So if we take the mean of our `LinPred`

column, we then get a prediction of about `202`

. The prediction using this approach is much higher than the naive approach of simply exponentiating 5. The difference is that the exp(5) estimate is the median, and the above estimate taking into account residuals is the mean estimate.

While there are some cases you may want the median estimate, in that case it probably makes more sense to use a quantile estimator of the median from the get go, as opposed to doing the linear regression on `log(y)`

. I think for many (probably most) use cases in which you are predicting dollar values, this underestimate can be very problematic. If you are using these estimates for revenue, you will be way under for example. If you are using these estimates for expenses, holy moly you will probably get fired.
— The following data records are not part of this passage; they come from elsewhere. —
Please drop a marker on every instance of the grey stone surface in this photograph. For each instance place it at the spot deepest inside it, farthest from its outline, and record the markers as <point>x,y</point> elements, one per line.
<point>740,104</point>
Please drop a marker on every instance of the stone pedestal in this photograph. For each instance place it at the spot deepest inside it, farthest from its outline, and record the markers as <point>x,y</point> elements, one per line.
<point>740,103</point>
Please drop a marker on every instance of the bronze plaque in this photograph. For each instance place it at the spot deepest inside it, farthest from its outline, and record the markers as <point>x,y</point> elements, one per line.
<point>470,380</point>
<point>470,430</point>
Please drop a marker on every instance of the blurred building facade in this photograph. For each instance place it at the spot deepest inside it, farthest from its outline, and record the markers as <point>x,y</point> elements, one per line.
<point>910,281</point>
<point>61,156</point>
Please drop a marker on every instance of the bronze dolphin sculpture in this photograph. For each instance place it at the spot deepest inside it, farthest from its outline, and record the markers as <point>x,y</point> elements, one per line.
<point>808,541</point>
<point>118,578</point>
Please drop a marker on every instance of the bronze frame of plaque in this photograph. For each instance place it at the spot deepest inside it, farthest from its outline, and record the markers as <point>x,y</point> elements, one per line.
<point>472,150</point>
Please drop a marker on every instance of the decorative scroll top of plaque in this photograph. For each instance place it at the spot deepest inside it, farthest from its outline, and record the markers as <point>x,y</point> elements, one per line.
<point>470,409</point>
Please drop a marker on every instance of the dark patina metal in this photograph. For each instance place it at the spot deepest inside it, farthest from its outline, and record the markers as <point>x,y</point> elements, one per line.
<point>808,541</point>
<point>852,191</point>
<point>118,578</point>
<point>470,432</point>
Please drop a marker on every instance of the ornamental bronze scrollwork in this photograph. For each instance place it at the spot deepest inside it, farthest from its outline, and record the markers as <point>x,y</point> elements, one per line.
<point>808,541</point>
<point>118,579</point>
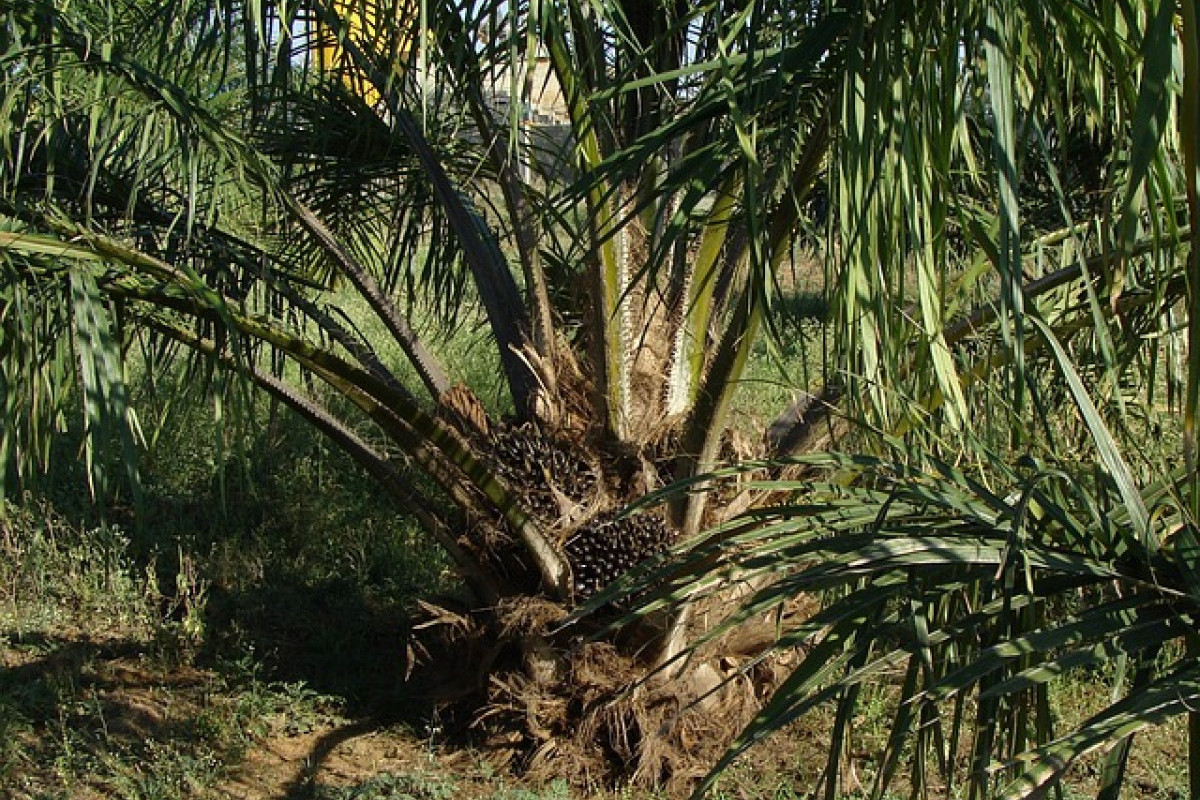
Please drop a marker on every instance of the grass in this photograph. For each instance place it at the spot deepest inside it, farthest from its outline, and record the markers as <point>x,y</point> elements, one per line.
<point>257,603</point>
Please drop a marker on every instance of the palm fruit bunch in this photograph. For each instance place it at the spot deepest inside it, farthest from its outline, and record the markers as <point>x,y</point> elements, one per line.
<point>539,467</point>
<point>609,546</point>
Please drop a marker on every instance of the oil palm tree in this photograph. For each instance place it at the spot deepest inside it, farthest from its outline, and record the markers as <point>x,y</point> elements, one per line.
<point>228,179</point>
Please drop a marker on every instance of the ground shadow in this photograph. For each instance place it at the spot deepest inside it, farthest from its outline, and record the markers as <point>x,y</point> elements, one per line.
<point>329,637</point>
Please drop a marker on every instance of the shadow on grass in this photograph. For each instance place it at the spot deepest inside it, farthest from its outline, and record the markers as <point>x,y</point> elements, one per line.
<point>329,637</point>
<point>77,711</point>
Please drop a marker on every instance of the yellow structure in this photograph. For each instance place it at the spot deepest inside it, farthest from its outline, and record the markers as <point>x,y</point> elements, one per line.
<point>378,29</point>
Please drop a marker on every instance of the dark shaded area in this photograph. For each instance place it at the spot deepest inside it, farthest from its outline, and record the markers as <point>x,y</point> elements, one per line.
<point>330,637</point>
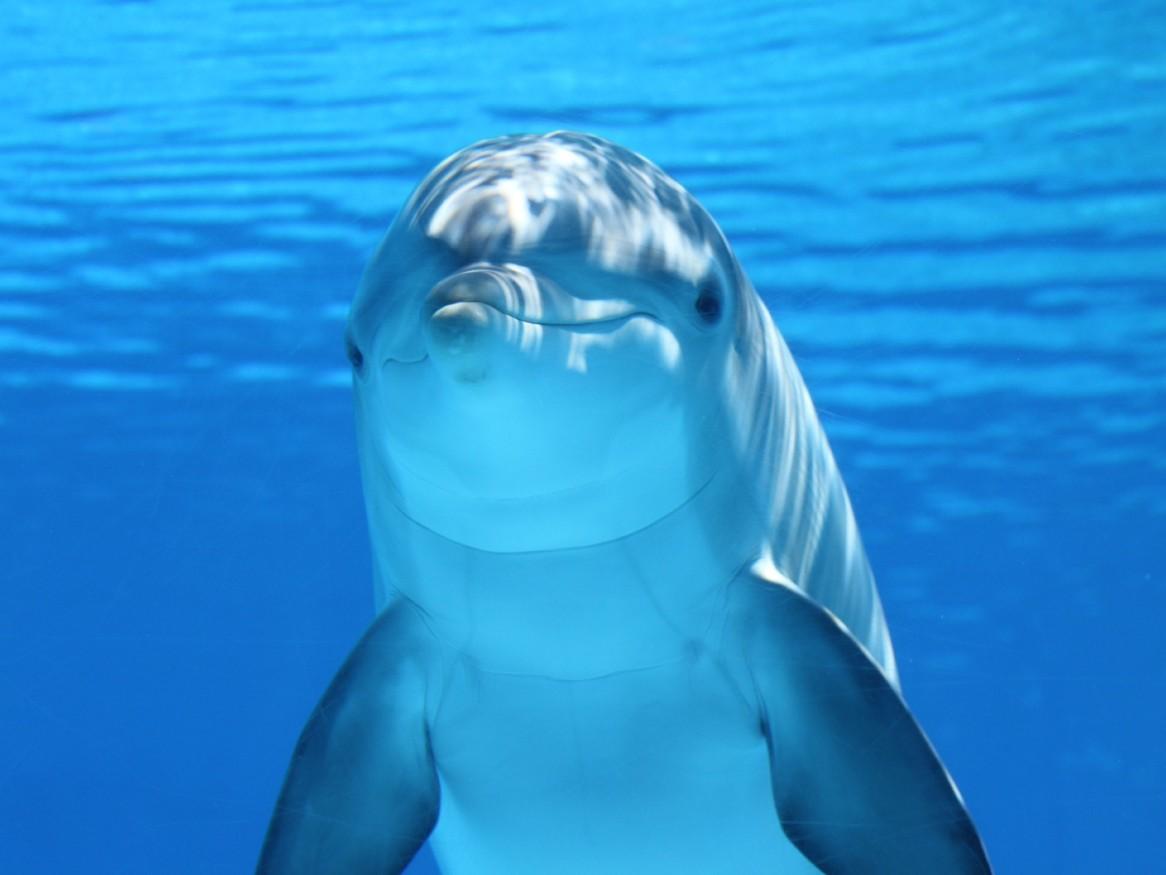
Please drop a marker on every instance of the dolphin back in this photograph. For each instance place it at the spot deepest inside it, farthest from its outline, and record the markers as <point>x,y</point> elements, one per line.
<point>809,536</point>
This problem will happen for any non-linear transformation. So while some transformations are ok, in scikit for example minmax or standardnormal scalars are ok, things like logs, square roots, or box-cox transformations are not. (To know if it is a linear transformation, if you do a scatterplot of original vs transformed, if it is a straight line it is ok, if it is a curved line it is not!)

I had a friend go back and forth with me for a bit after I posted this. I want to be clear this is not me saying the model of `log(y)`

is the wrong model, it is just to get the estimates for the mean predictions, you need to take a few steps. In particular, one approach to get the mean estimates is to use Duan’s Smearing estimator. I will show how to do that in python below using simulated data.

# Example Duan’s Smearing in python

So first, we import the libraries we will be using. And since this is simulated data, will be setting the seed as well.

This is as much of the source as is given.